Rollups confirm transactions much faster than the current 5-20 seconds, targeting latencies of hundreds of milliseconds. This method divides responsibilities — the L1 network remains stable, censorship-resistant, and reliable, while the L2s offer faster transaction times and address user needs directly.

To achieve faster confirmations, L2s create decentralized sequencing networks. These networks have smaller groups of validators who quickly sign off on blocks, often within milliseconds, and commit them to the blockchain.

However, validators must ensure their commitments are consistent and trustworthy. If a validator signs conflicting blocks, they risk losing their deposits.

Based preconfirmations

Based preconfirmations leverage Ethereum proposers’ advanced capabilities, driven by Maximum Extractable Value (MEV) prospects.

The concept involves establishing a standardized protocol where users can pay an extra fee for immediate assurance that their transaction will be included in the upcoming block. This service, known as preconfirmations-as-a-service, would assure users of swift transaction confirmation.

Proposers who fail to fulfill their commitment or breach the agreement face penalties (slashing).

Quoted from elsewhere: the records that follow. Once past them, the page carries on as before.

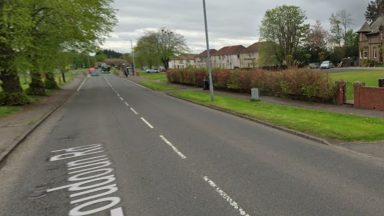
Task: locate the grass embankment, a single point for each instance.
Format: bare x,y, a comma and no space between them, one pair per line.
336,126
156,81
24,80
370,77
7,110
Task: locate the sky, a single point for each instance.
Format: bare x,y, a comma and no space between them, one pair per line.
230,22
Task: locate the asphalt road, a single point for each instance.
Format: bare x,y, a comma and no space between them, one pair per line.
120,149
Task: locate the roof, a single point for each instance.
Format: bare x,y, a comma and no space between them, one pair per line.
230,50
374,27
253,48
365,28
185,57
205,54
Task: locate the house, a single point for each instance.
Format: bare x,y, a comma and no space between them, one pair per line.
371,40
228,57
250,55
183,61
201,59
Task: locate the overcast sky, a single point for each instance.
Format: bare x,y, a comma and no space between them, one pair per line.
230,22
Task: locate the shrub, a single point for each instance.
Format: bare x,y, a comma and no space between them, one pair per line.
301,84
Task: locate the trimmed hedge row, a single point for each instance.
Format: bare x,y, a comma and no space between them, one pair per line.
300,84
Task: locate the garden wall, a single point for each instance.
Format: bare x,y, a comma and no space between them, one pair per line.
368,97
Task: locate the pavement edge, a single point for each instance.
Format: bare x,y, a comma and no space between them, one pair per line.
4,155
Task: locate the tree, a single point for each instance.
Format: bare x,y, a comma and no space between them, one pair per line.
170,44
336,31
15,24
61,25
374,10
159,47
345,19
285,26
146,50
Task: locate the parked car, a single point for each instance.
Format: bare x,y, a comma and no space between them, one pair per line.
326,65
152,70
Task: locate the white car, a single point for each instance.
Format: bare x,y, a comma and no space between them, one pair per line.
326,65
149,70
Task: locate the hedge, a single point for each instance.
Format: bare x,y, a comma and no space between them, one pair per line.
299,84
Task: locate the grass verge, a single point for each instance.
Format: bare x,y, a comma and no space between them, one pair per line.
335,126
328,125
7,110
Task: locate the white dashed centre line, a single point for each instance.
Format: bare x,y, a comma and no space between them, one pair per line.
134,111
173,147
147,123
226,197
117,212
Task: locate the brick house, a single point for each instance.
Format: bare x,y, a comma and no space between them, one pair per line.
228,57
371,41
183,61
201,59
250,55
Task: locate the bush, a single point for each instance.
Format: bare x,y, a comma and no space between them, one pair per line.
300,84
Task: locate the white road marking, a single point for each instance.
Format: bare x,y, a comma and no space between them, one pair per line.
226,197
146,122
134,111
173,147
138,85
81,85
117,212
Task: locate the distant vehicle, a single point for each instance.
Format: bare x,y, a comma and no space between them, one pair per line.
326,65
152,70
313,65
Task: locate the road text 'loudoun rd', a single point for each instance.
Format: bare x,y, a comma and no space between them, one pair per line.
92,184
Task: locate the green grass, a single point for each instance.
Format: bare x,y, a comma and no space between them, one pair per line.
328,125
7,110
370,77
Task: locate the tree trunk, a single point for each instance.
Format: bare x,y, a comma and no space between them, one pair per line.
50,82
36,87
12,92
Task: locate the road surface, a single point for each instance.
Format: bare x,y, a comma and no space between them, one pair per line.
119,149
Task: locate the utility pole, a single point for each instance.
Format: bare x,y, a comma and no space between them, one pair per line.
209,66
133,60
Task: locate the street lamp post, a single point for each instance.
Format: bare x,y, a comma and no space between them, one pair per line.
208,54
133,60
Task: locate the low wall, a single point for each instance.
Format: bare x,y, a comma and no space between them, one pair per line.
368,97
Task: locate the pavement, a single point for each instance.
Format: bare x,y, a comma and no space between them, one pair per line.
14,128
117,149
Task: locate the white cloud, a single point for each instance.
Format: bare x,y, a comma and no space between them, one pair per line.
230,22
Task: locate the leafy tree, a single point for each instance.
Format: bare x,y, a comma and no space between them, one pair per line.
146,50
285,26
374,10
317,42
159,47
336,31
15,23
60,25
169,45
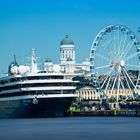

Buterin noted that this framework will apply to L1 transactions and extend to L2 solutions. By treating all L2 blocks as L1 transactions, the preconfirmation mechanism ensures accelerated confirmations throughout the Ethereum network.

Buterin noted that Ethereum implementing SSF and rollup or based preconfirmations could significantly reduce transaction confirmation times.

However, he pointed out that this would return to the initial “epoch-and-slot architecture” the blockchain was trying to ditch. He stated:

“There is a deep philosophical reason why epoch-and-slot architectures seem to be so hard to avoid: it inherently takes less time to come to approximate agreement on something, than to come to maximally-hardened ‘economic finality’ agreement on it.”

He suggested that the network developers explore other options that are not as tightly interwoven as Gasper.